There are certain things art-comics creators are generally expected to do: Find a tone and stick to it, concentrate their efforts on one major work every few years, stay away from the trappings of genre fiction unless they're putting them in ironic quotation marks.
Gilbert Hernandez, blessedly, has no interest in those sorts of expectations. In the early '80s, when he and his brothers were Southern California punks, they launched the long-running comic book "Love and Rockets" — a series that initially seemed extraordinary for not being genre fiction at least as much as it did for the startling originality of Los Bros Hernandez's visual and narrative styles.
These days, Hernandez is more prolific than ever: In 2013 alone, he's published four stand-alone graphic novels, and like a lot of his work in the last few years, they seem designed to smash the walls of his reputation.
Hernandez made that reputation with his Palomar stories, the first of which appeared in the third "Love and Rockets" in 1983. Set in a tiny, fictional Central American town, they were elegant and relaxed in their pacing; they focused on the psychological entanglements of ordinary life, with occasional, subtle fantasy elements. (In other words, they shared a lot of values with contemporary literary prose fiction.) But Hernandez has also always had a taste for the raw, experimental and ultra-lowbrow, which made the popularity of Palomar something of a trap. By the time "Love and Rockets" concluded its initial run in 1996, Hernandez had more or less washed his hands of the setting.
Still, he continued to spin out stories about some of Palomar's residents and their families, especially the tormented hell-raiser Luba and her actress-psychiatrist half-sister, Fritz. In 2006 and '07, Hernandez wrote and drew a gorgeous but incredibly odd miniseries called New Tales of Old Palomar, collected this year as The Children of Palomar. It presents itself at first as a lighthearted flashback in the mode of the earliest Palomar tales, in which we get to see all of the old characters as their happy young selves again. Then things get weird, in distinctly un-Palomar-ish ways. Spacesuit-wearing alien scientists kidnap a couple of cast members and tear out one of Sheriff Chelo's eyes; Tonantzin the slug vendor is haunted by a spectral "blooter baby"; there are fistfights and explosions. It's as if Hernandez is trying to crack the tone of the series he created to break Palomar's hold over him.
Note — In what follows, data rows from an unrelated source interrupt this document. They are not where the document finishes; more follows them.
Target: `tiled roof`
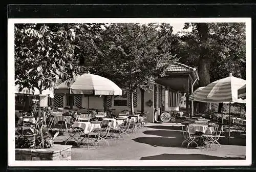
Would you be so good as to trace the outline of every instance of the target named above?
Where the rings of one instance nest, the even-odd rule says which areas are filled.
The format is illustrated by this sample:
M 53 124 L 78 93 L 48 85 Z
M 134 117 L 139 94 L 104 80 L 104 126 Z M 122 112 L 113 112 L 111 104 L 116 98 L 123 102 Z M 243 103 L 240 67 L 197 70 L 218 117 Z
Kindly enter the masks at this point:
M 161 62 L 159 63 L 158 65 L 161 66 L 164 64 L 164 62 Z M 190 67 L 185 64 L 178 62 L 174 62 L 170 63 L 166 68 L 165 72 L 193 72 L 196 70 L 196 68 Z

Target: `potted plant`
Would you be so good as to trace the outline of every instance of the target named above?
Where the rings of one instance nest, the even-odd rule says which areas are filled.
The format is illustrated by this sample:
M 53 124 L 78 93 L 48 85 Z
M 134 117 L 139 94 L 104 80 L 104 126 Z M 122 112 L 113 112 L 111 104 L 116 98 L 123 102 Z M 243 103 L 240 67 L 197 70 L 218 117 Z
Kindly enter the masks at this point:
M 33 103 L 36 103 L 36 101 Z M 32 105 L 34 110 L 36 105 Z M 41 112 L 50 115 L 48 108 Z M 59 135 L 57 132 L 52 137 L 46 124 L 45 118 L 40 118 L 35 111 L 35 122 L 31 123 L 24 132 L 15 136 L 15 160 L 70 160 L 72 145 L 54 144 L 53 142 Z M 36 115 L 35 115 L 36 114 Z M 22 126 L 22 127 L 24 126 Z
M 38 106 L 38 102 L 37 99 L 32 100 L 31 114 L 36 119 L 35 122 L 31 123 L 28 130 L 25 130 L 25 132 L 22 132 L 22 134 L 16 137 L 16 148 L 49 148 L 52 147 L 53 140 L 59 134 L 57 132 L 52 138 L 49 128 L 47 127 L 45 119 L 38 117 L 36 111 Z M 43 109 L 42 112 L 44 111 L 47 115 L 49 115 L 50 114 L 49 109 Z M 24 130 L 24 128 L 22 130 Z

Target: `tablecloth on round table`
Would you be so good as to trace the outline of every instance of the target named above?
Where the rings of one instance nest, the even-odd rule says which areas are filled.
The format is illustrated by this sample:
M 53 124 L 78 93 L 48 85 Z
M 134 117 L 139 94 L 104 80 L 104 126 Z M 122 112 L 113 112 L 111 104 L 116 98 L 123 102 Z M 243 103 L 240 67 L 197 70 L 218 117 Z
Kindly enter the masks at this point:
M 22 117 L 19 117 L 18 119 L 18 124 L 20 124 L 22 122 L 27 122 L 35 123 L 35 119 L 33 118 L 24 118 Z
M 196 132 L 202 132 L 203 134 L 211 134 L 214 130 L 213 127 L 208 127 L 208 125 L 191 124 L 188 125 L 190 134 L 195 134 Z
M 66 121 L 67 123 L 71 124 L 72 117 L 70 116 L 54 116 L 53 117 L 53 122 L 54 125 L 58 121 Z
M 72 127 L 82 128 L 85 134 L 91 132 L 94 129 L 100 128 L 101 126 L 101 123 L 92 123 L 90 122 L 75 122 L 72 125 Z

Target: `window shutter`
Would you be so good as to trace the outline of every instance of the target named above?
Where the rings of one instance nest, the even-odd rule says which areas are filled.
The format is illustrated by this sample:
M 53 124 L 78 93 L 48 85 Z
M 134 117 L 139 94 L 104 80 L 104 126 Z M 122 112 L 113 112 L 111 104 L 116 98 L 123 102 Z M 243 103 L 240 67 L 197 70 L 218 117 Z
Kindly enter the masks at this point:
M 56 107 L 63 107 L 63 95 L 55 95 L 53 98 L 53 105 Z
M 133 107 L 137 107 L 137 90 L 135 90 L 133 93 Z M 127 94 L 127 106 L 129 107 L 131 107 L 131 103 L 130 101 L 130 94 Z
M 75 96 L 75 105 L 77 107 L 82 107 L 82 96 Z
M 111 96 L 108 96 L 106 98 L 106 107 L 111 107 L 112 106 L 112 100 Z

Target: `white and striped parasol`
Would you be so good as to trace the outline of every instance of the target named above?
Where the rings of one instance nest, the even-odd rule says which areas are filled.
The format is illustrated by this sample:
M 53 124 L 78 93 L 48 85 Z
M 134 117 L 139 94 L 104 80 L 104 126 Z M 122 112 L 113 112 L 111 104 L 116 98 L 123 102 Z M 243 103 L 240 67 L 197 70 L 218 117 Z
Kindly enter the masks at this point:
M 89 114 L 89 95 L 121 95 L 122 89 L 109 79 L 88 73 L 77 76 L 69 87 L 66 82 L 60 83 L 54 89 L 54 93 L 87 95 Z
M 229 77 L 211 82 L 204 88 L 200 88 L 201 89 L 197 90 L 189 99 L 204 102 L 245 103 L 245 100 L 238 97 L 238 90 L 245 84 L 245 80 L 233 77 L 230 73 Z
M 117 95 L 122 95 L 122 90 L 109 79 L 88 73 L 76 77 L 70 88 L 66 82 L 60 83 L 54 89 L 54 93 Z

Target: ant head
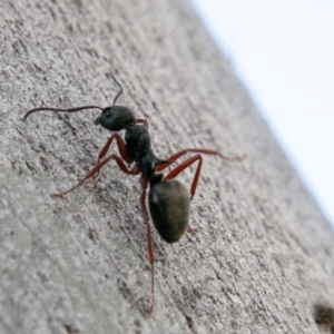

In the last few years, Hernandez has been unleashing the neon-bright, vulgar side of his work more often (see, for instance, last year's zombie splatterfest Fatima: The Blood Spinners). This spring, though, saw one of his sweetest and gentlest books, Marble Season. Billed as "semiautobiographical" — the particulars of Hernandez's stand-in, "Huey," don't quite match his own — it's a nearly plotless but vivid evocation of being a kid in the mid-1960s, trying to figure out how to play, how to pretend, how to deal with other kids. It takes a few stylistic cues from another comic occupied solely by children, Peanuts: identically sized panels, a particular range of distance from its characters, evoking the "outdoors" where most of the story happens with little scratches of clouds at the tops of panels.